2005: More than 300 Iranian companies are known to have operated in Dubai’s Jebel Ali Free Zone.
July 2005: The German government warns its exporters that trading companies in Dubai are being used to arrange and finance proliferation activities, especially with Iran.
Summer 2005 – Spring 2007: According to a U.S. indictment, an Iranian based in Dubai causes military aviation parts to be exported from the U.S. to the U.A.E., Thailand and other locations for transshipment to Iran.
August 2006 – February 2007: According to a U.S. indictment, an Irish company ships thirty-two U.S. origin aircraft bolts to Dubai with invoices indicating that the final destination of the bolts is Iran.
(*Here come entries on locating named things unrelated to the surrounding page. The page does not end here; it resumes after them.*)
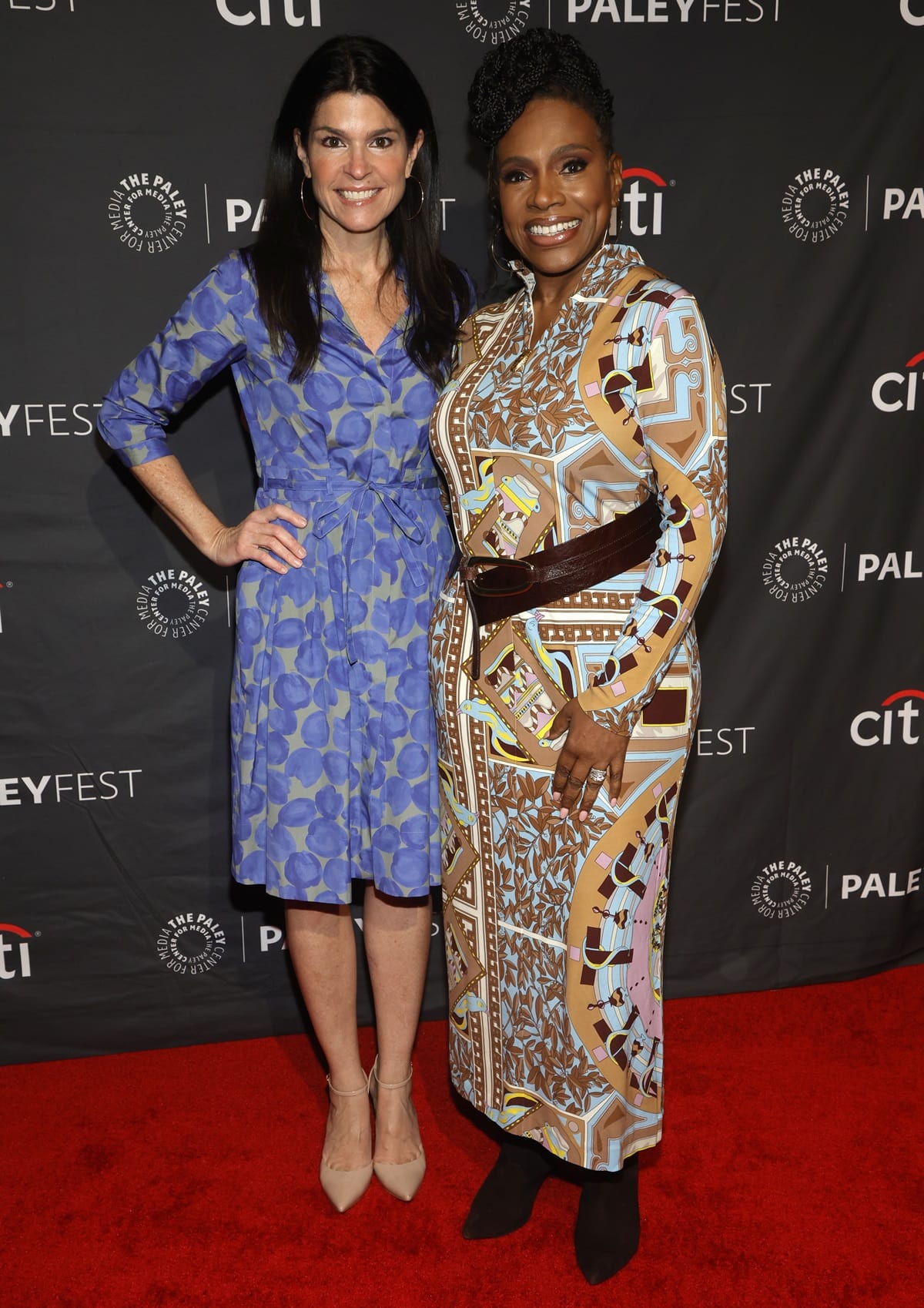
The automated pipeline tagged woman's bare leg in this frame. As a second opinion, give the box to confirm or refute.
[285,903,371,1171]
[362,886,433,1163]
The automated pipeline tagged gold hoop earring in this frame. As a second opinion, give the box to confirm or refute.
[403,173,426,223]
[306,176,315,223]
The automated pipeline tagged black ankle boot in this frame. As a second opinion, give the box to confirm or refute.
[574,1154,641,1286]
[463,1135,551,1240]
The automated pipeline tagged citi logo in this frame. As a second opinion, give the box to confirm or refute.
[214,0,320,28]
[609,167,675,236]
[872,349,924,414]
[851,691,924,748]
[0,922,32,981]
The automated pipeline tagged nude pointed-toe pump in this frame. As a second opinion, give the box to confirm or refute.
[320,1076,373,1212]
[369,1058,426,1203]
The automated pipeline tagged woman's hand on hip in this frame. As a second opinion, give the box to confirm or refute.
[549,699,628,821]
[205,504,307,573]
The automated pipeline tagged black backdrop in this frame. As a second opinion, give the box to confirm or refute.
[0,0,924,1062]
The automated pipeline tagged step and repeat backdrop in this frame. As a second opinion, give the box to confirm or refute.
[0,0,924,1062]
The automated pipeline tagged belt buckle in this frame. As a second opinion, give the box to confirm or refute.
[460,555,536,598]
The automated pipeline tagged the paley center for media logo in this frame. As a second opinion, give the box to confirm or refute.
[109,173,189,253]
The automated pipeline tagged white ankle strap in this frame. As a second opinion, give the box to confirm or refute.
[373,1058,414,1089]
[326,1076,369,1098]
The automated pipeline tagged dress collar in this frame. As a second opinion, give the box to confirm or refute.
[510,243,643,300]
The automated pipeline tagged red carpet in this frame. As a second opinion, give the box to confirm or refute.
[0,967,924,1308]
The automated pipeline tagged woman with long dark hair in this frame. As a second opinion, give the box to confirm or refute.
[99,37,469,1211]
[431,28,725,1283]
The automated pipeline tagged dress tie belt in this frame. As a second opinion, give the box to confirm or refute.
[260,471,439,663]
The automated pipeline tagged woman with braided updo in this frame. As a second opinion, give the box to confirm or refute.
[430,29,725,1283]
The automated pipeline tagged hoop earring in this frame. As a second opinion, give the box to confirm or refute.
[403,173,426,223]
[487,227,514,272]
[306,176,315,223]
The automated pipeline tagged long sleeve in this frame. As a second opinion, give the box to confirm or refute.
[578,288,727,734]
[98,251,255,465]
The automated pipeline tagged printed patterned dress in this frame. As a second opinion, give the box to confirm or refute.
[431,246,727,1171]
[99,251,452,903]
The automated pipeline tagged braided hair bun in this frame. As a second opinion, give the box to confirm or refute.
[468,28,613,152]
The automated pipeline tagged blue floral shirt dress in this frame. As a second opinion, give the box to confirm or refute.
[99,251,452,904]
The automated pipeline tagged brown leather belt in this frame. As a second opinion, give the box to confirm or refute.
[459,496,661,682]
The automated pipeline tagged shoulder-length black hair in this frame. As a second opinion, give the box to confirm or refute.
[249,35,469,386]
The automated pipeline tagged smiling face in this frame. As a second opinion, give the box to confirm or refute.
[294,92,424,242]
[497,99,622,283]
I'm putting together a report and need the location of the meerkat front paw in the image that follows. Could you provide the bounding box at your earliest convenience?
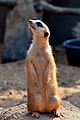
[52,110,60,117]
[32,112,40,118]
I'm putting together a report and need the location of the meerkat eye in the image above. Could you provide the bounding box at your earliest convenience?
[36,22,43,27]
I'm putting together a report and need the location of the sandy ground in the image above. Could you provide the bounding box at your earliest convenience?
[0,61,80,109]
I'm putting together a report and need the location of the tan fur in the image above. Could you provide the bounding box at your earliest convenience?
[25,20,60,112]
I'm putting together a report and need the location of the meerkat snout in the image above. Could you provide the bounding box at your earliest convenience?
[29,19,50,39]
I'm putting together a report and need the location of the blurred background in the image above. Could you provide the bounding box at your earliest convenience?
[0,0,80,114]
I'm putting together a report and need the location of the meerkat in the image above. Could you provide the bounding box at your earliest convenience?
[25,20,60,117]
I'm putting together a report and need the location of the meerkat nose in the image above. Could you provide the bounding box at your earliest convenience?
[29,19,32,23]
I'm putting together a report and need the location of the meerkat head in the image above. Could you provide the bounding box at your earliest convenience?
[29,20,50,39]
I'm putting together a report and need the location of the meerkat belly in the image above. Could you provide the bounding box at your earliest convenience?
[27,55,47,112]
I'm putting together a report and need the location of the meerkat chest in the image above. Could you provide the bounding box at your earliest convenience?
[33,51,47,74]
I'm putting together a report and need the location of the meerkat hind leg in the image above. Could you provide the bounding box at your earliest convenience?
[52,110,60,117]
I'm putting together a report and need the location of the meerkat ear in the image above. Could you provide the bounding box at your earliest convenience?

October 2006 – June 2007: According to a U.S. indictment, two naturalized U.S. citizens procure U.S.-made military aircraft parts and cause them to be exported to a company in Dubai and forwarded to Iran.
August 2007: The U.A.E. announces a law for the control of exports and imports of strategic goods, including military equipment, chemical and biological materials, and dual-use items.
2007 – 2008: The U.S. Department of Commerce and the U.S. Department of Justice pursue approximately twenty export violation cases involving transshipment of controlled items from the U.A.E. to Iran, Pakistan and India.
April 2009: Canadian authorities charge a Toronto resident with attempting to ship ten U.S. pressure transducers, which can be used for uranium enrichment, from the U.S. to Iran via Dubai.